Where can the official House cosponsor roster for a resolution be downloaded and how often is it updated?
Executive summary
The official House cosponsor roster for any resolution can be downloaded from the House and Library of Congress websites: the Office of the Clerk (and linked House Republican Cloakroom cosponsor sheet) provides the procedural forms used to add cosponsors and Congress.gov publishes bill- and resolution-specific cosponsor rosters online [1] [2]. The public roster on Congress.gov reflects the Clerk’s records and shows "current" cosponsor statistics for each measure, but the sources do not state a fixed clockwork schedule for how often those public pages are refreshed; they document the clerical process (including electronic submission) that produces the roster [3] [4].

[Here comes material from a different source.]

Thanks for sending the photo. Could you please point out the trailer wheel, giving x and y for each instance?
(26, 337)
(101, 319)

1. Where the official roster is published and downloadable
The canonical public-facing place to view and download a resolution’s cosponsor list is Congress.gov, the Library of Congress legislative site, which has a dedicated “Cosponsors” view for each bill, amendment, or resolution (for example, the cosponsor page for H.Res.581) and includes sortable displays and cosponsor statistics [2] [3]. For the internal, procedural form that Members use to add themselves as cosponsors, the Office of the Clerk and House Cloakroom make an official cosponsorship form available for download—House Republican Cloakroom explicitly instructs Members to download a cosponsor sheet from its site or the Clerk’s office and explains how that sheet is attached to a bill [1]. The Clerk’s processes and the downloadable forms it issues are described in Library of Congress/CRS material explaining sponsorship and cosponsorship procedures [4].

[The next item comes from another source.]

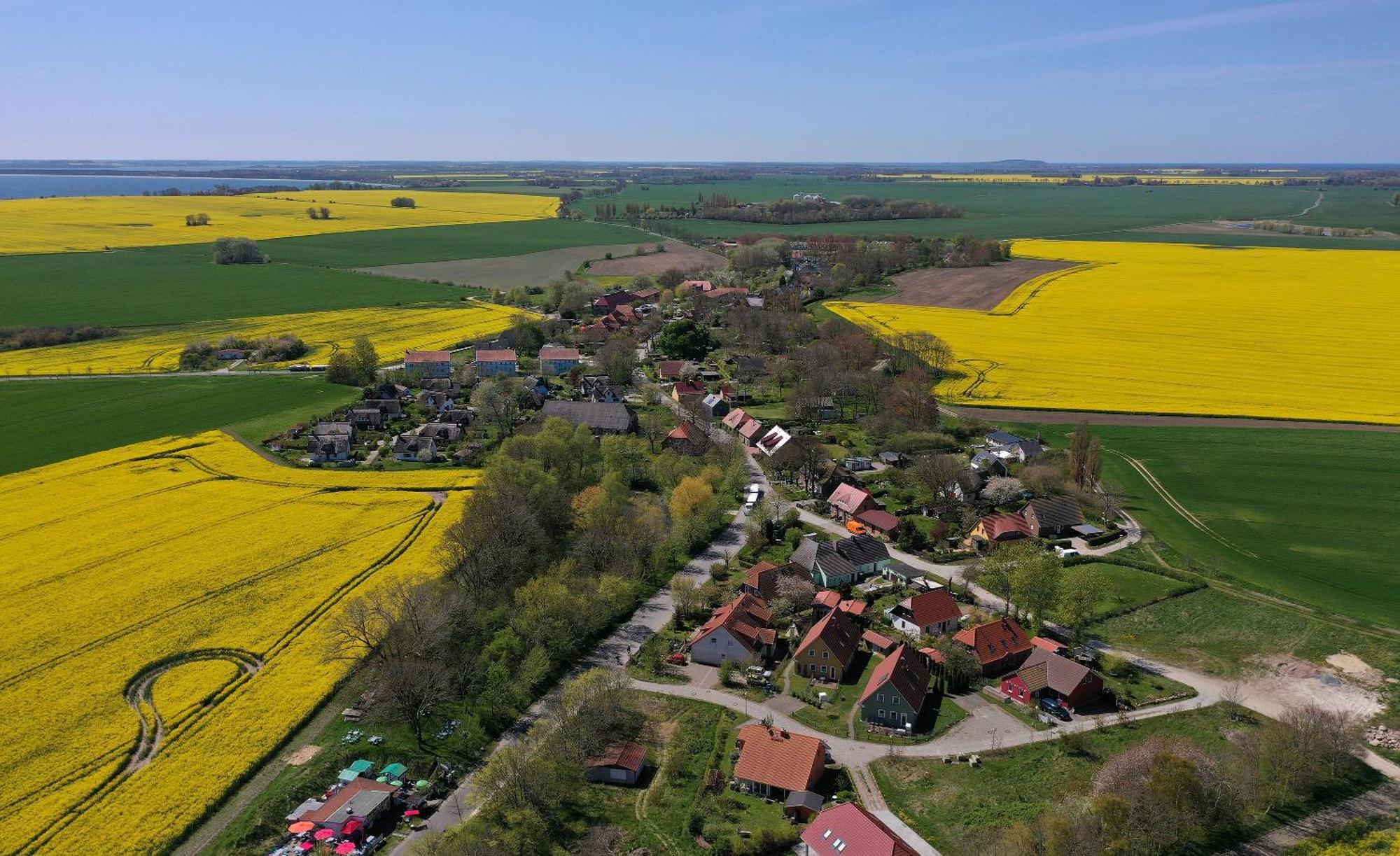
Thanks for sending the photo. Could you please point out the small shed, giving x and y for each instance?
(803, 806)
(620, 764)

2. How the roster is created: clerk forms, the hopper and electronic submissions
Cosponsor lists originate in formal submissions to the Clerk: Members may add their names on a printed cosponsorship form dropped in the “hopper” or submit the names electronically to the Clerk’s eHopper system, and sponsors must follow Rule XII formalities when required [4]. The Republican Cloakroom guidance reiterates that Members may submit cosponsor sheets physically or through internal channels and specifies how many names fit on a sheet—procedural details that underlie the official roster seen publicly [1]. EveryCRS and Congress.gov explain the linkage: the Clerk’s office compiles cosponsor names from these forms and that compilation is the basis for what appears as “original” or “additional” cosponsors on publicly accessible records [4] [5].

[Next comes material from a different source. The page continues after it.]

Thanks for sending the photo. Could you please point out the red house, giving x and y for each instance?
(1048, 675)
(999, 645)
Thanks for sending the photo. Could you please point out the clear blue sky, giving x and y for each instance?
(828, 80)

3. Where to download the practical files used by House offices
For staff or Members seeking the exact cosponsor form used inside the House, the Cloakroom site and the Clerk’s office are the authoritative sources for the downloadable PDF forms; the Cloakroom page explicitly provides the cosponsor sheet and instructions for submission and handling [1]. The publicly downloadable roster that most journalists, researchers, and the public will use is the per-measure cosponsors page on Congress.gov, which offers sorting and export-friendly displays so the public can obtain the names and statistics for any given resolution [2] [3].
4. How often the public roster is updated — what the record shows and what it doesn’t
Congress.gov presents cosponsor statistics labeled “current” and lists additions and withdrawals on individual measure pages [3] [6], indicating that the site reflects changes maintained by the Clerk, but none of the provided sources declare a strict, published polling interval (for example, “updated every X minutes”); instead, the CRS and Clerk descriptions focus on the submission mechanisms (paper or electronic) that produce updates rather than a public refresh cadence [4] [5]. In practice, the public roster is updated as the Clerk processes submissions: entries added by the Clerk via the hopper or eHopper become part of the official record that Congress.gov displays, but the exact latency between a Member’s submission and the live Congress.gov page is not specified in the cited materials [4] [2].
5. Practical takeaway and transparency caveats
For anyone needing the authoritative list: download the measure’s “Cosponsors” page from Congress.gov for the public, exportable roster and, for internal procedural forms, use the Clerk’s or Cloakroom’s downloadable cosponsor sheet; both sources are explicitly documented in House and Library of Congress materials [2] [1] [4]. A final caveat: while Congress.gov displays “current” cosponsor statistics and lists, the available sources document the clerical submission process but do not promise a defined, machine-readable update interval—so users should expect updates to follow Clerk processing rather than occur on a published fixed schedule [3] [4].